Complying with stricter regulatory mandates while forcing modern security practices and access control measures is also essential.
“Most companies can be measured by the performance and use of their data. The number of devices, frequency of user interactions and volume of data stored are increasing exponentially, causing constant and rapid change.”
Fourie adds that these circumstances result in companies having to rethink the methods behind leveraging, securing, managing, extending and maintaining this data.
Commvault regional sales executive Bar Hori adds that many of the company’s customers across Africa have complained about the lack of automation when managing data end-to-end and, more importantly, the inability to centrally manage their data from one location efficiently.
“Many of them were using legacy solutions, legacy scripting and entirely manual operations to manage their data daily, prior to transitioning to Commvault.”
Hori notes that, after the transition to Commvault, these customers are managing and understanding their data better, while providing value for the organisations across many aspects and meeting data protection requirements.
In terms of infrastructure, he says Africa has been evolving, developing and innovating quickly across different aspects of information technology.
“While there still are some limitations associated with existing poor infrastructure, we have the capability to make best use of existing infrastructure to optimise data management through advanced technologies, such as software-based compression, deduplication, block tracking and snapshot management,” Hori explains.

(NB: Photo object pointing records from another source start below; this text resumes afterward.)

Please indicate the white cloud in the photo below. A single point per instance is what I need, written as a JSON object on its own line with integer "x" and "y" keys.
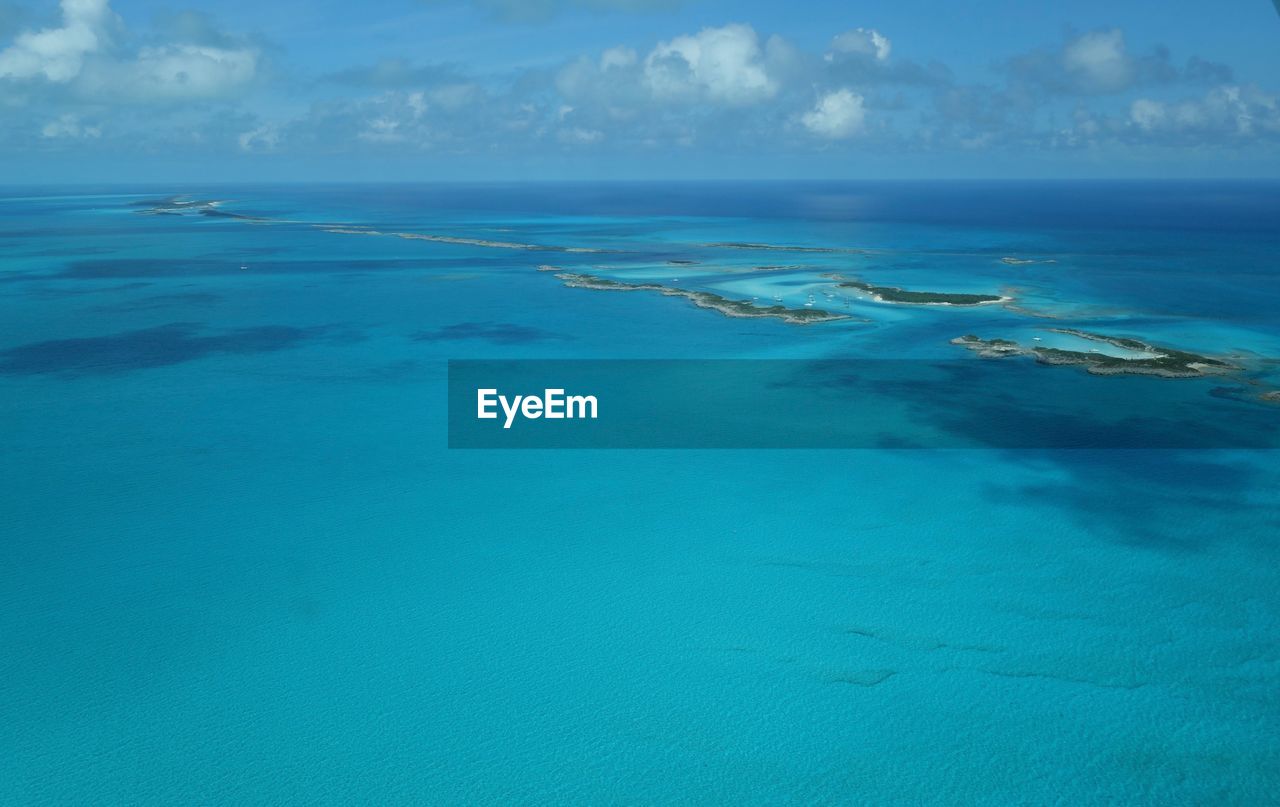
{"x": 69, "y": 127}
{"x": 579, "y": 136}
{"x": 77, "y": 55}
{"x": 58, "y": 54}
{"x": 618, "y": 58}
{"x": 1100, "y": 58}
{"x": 1239, "y": 112}
{"x": 836, "y": 115}
{"x": 177, "y": 72}
{"x": 1147, "y": 114}
{"x": 863, "y": 42}
{"x": 261, "y": 138}
{"x": 721, "y": 64}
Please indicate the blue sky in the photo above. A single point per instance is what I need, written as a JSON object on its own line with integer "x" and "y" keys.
{"x": 163, "y": 90}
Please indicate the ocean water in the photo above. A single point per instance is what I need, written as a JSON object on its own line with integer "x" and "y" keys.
{"x": 238, "y": 562}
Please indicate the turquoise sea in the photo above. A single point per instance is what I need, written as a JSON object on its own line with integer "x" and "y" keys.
{"x": 238, "y": 562}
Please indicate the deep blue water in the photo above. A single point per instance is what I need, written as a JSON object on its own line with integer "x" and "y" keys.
{"x": 238, "y": 564}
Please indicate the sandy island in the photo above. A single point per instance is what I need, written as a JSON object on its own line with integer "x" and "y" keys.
{"x": 703, "y": 300}
{"x": 901, "y": 296}
{"x": 1165, "y": 361}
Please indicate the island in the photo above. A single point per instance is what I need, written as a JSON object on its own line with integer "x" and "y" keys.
{"x": 1024, "y": 261}
{"x": 776, "y": 247}
{"x": 1146, "y": 359}
{"x": 901, "y": 296}
{"x": 704, "y": 300}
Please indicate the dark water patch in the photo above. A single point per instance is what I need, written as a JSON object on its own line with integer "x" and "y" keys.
{"x": 864, "y": 678}
{"x": 149, "y": 347}
{"x": 1139, "y": 497}
{"x": 54, "y": 292}
{"x": 499, "y": 333}
{"x": 178, "y": 268}
{"x": 160, "y": 301}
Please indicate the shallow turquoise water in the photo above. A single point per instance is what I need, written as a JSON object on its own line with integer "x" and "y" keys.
{"x": 238, "y": 564}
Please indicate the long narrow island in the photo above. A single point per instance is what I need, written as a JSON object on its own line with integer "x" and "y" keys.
{"x": 704, "y": 300}
{"x": 892, "y": 293}
{"x": 1134, "y": 356}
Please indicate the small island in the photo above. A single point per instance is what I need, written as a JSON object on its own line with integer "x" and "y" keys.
{"x": 776, "y": 247}
{"x": 901, "y": 296}
{"x": 704, "y": 300}
{"x": 1024, "y": 261}
{"x": 1146, "y": 359}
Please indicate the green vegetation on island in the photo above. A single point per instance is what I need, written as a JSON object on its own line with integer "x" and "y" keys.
{"x": 704, "y": 300}
{"x": 1162, "y": 361}
{"x": 892, "y": 293}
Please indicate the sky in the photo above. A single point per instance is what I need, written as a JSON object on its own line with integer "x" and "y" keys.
{"x": 493, "y": 90}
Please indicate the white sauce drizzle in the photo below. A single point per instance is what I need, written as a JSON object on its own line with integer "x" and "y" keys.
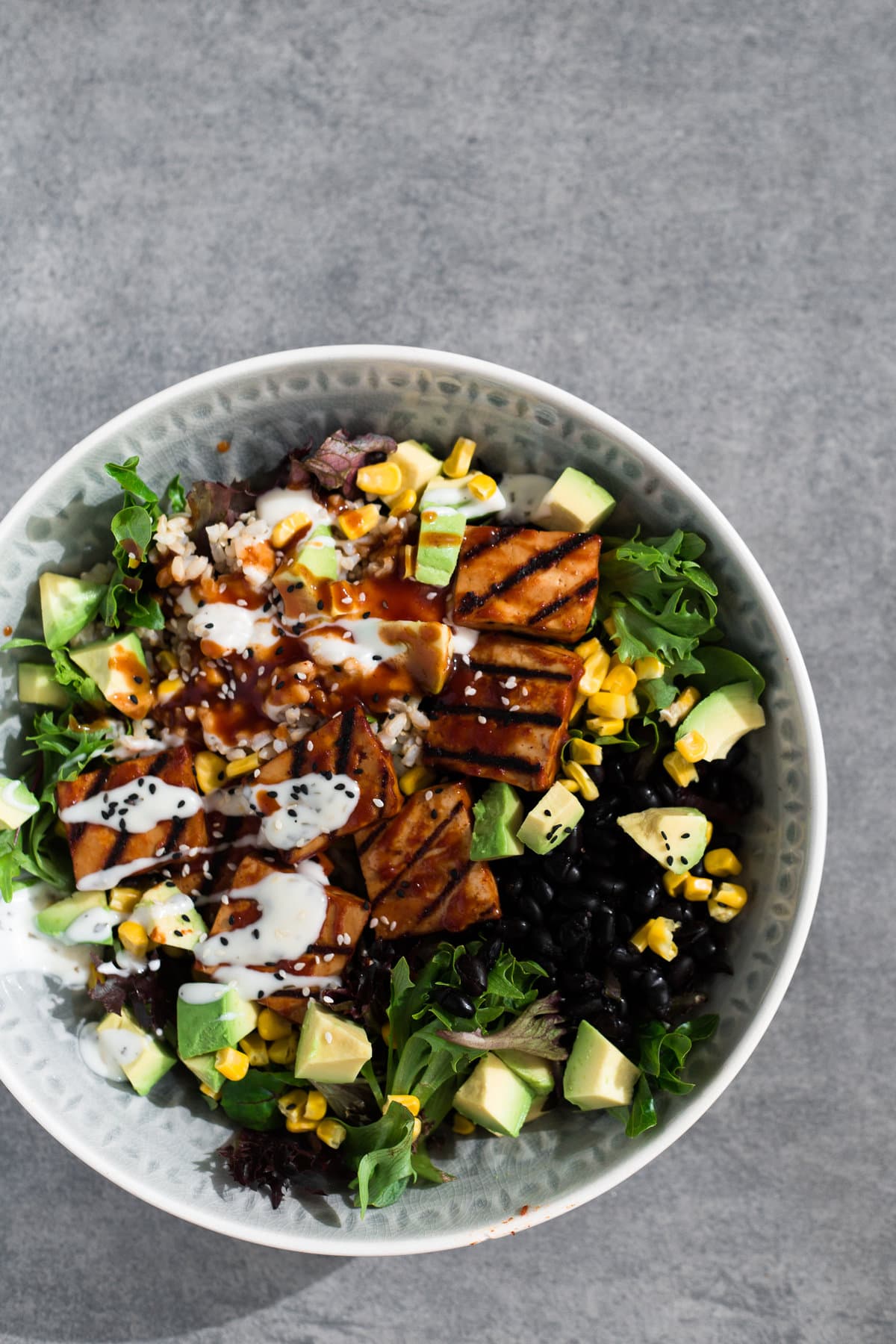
{"x": 134, "y": 808}
{"x": 292, "y": 912}
{"x": 274, "y": 505}
{"x": 523, "y": 492}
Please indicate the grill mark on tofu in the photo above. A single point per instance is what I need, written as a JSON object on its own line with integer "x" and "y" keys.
{"x": 544, "y": 561}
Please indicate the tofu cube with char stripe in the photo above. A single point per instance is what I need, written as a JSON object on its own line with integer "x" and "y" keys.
{"x": 343, "y": 925}
{"x": 108, "y": 855}
{"x": 343, "y": 745}
{"x": 504, "y": 714}
{"x": 517, "y": 578}
{"x": 418, "y": 871}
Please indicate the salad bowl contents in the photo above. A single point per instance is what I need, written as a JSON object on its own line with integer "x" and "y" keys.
{"x": 395, "y": 800}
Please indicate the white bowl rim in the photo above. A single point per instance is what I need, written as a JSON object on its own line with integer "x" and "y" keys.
{"x": 702, "y": 1098}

As more countries place a stronger emphasis on relevant legislation and regulatory compliance requirements and enforcement, Fourie says there is more activity among customers who are endeavouring to ensure that they have more in-depth views of their data, consequently enabling them to be more informed about the applications and datasets that require more attention.
He notes that the increase in ransomware attacks is also making customers more aware of effectively protecting and managing their data to ensure they minimise data loss and reputational damage.
Fourie adds that South Africa, Nigeria, Zambia, Kenya, Algeria and Mauritius are a step ahead of the rest of other African countries in terms of data management.
“Data is one of the most important assets, if not the most important asset, of an organisation. It is the largest revenue driver for organisations and, therefore, it is extremely important to Africa’s economic growth,” Hori concludes.